Olhei a minha volta, tudo estava completamente escuro, havia apenas eu e minha tia, completamente mudada.

- Este, é o Átrio, é meio que uma parte da mente de cada um, diria que cada sonho seu, cada pensamento, foi mostrado em um lugar assim em sua cabeça.

- T-tia? - eu estava completamente ignorando o que ela havia dito, finalmente estava vendo a pessoa que pensava estar morta, que pensava ter traído.

Mas estava acontecendo algo muito errado.

E nem era o fato de agora ela ter a pele de uma folha de papel e marcas de "x" nos olhos, tinha algo mais por trás.

Parecia que faltava uma sensação, algo estava faltando naquilo tudo, um cheiro.

A vida, não havia sensação de vida ali, parecia tudo morto, tudo vazio, sem vida.

Eu senti um movimento em minha perna e um latido ao longe, o cachorro ainda estava ali, em meio a toda aquela escuridão, me senti como se estivesse tendo um sonho muito pesado e alguém tentasse me acordar frequentemente.

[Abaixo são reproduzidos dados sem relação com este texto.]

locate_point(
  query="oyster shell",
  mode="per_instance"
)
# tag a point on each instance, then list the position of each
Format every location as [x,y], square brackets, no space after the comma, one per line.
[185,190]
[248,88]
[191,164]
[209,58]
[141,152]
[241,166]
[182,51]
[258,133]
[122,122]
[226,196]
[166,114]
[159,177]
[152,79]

Depois de muito esforço, consegui olhar diretamente para minha tia.

Consertei minha postura e procurei achar palavras para falar, nenhuma delas pareceu correta. Foram anos sem eu a ver, como poderia dizer algo que fosse merecedor desse momento? Impossível.

- Oi - falei, quase gaguejando, eu estava funcionando praticamente no automático, não sabia como me comportar em uma situação assim, nunca imaginei que eu estaria falando com ela novamente.

Comecei a suar como no dia que me encontrei com minha mãe na casa dela em meu retorno a Towerkuns. Isso seria engraçado se nessa situação não fosse deprimente.

- Olá, sobrinha - minha tia disse calmamente e de uma forma estranhamente nostálgica e aconchegante - tem muito a ser explicado não é mesmo?

Ah, havia, e como havia.

- Bom, toda história começa pelo começo não é mesmo? - disse ela, parecendo querer enrolar, falando coisas sem importância. Suspirou, de alguma forma sem soltar ar, o que me assustou - era uma vez uma pessoa ingênua, uma pessoa com um medo terrível de um destino do qual não poderia fugir, de um destino selado e decretado a todos os amaldiçoados com a vida, a inevitável morte.

Eu estava ainda esperando alguma espécie de armadilha doentia. Talvez algum lobisomem horroroso pulasse das sombras e arrancasse minha jugular, quem sabe?

Lúcia, minha tia, estava mesmo ali? Ou era apenas alucinação?

Ela vive mesmo?

- Sempre tive esse medo, o medo do fim, por que tudo tem de acabar não é? Eu estava assustada, assustada com o que estaria além da moeda, do que estaria além da vida. Se é que havia algo, e esse destino que me apavorava mais, o de sumir, o de deixar de existir, o de simplesmente e sem nenhum drama ou ponto final adequado... Poof, acabou.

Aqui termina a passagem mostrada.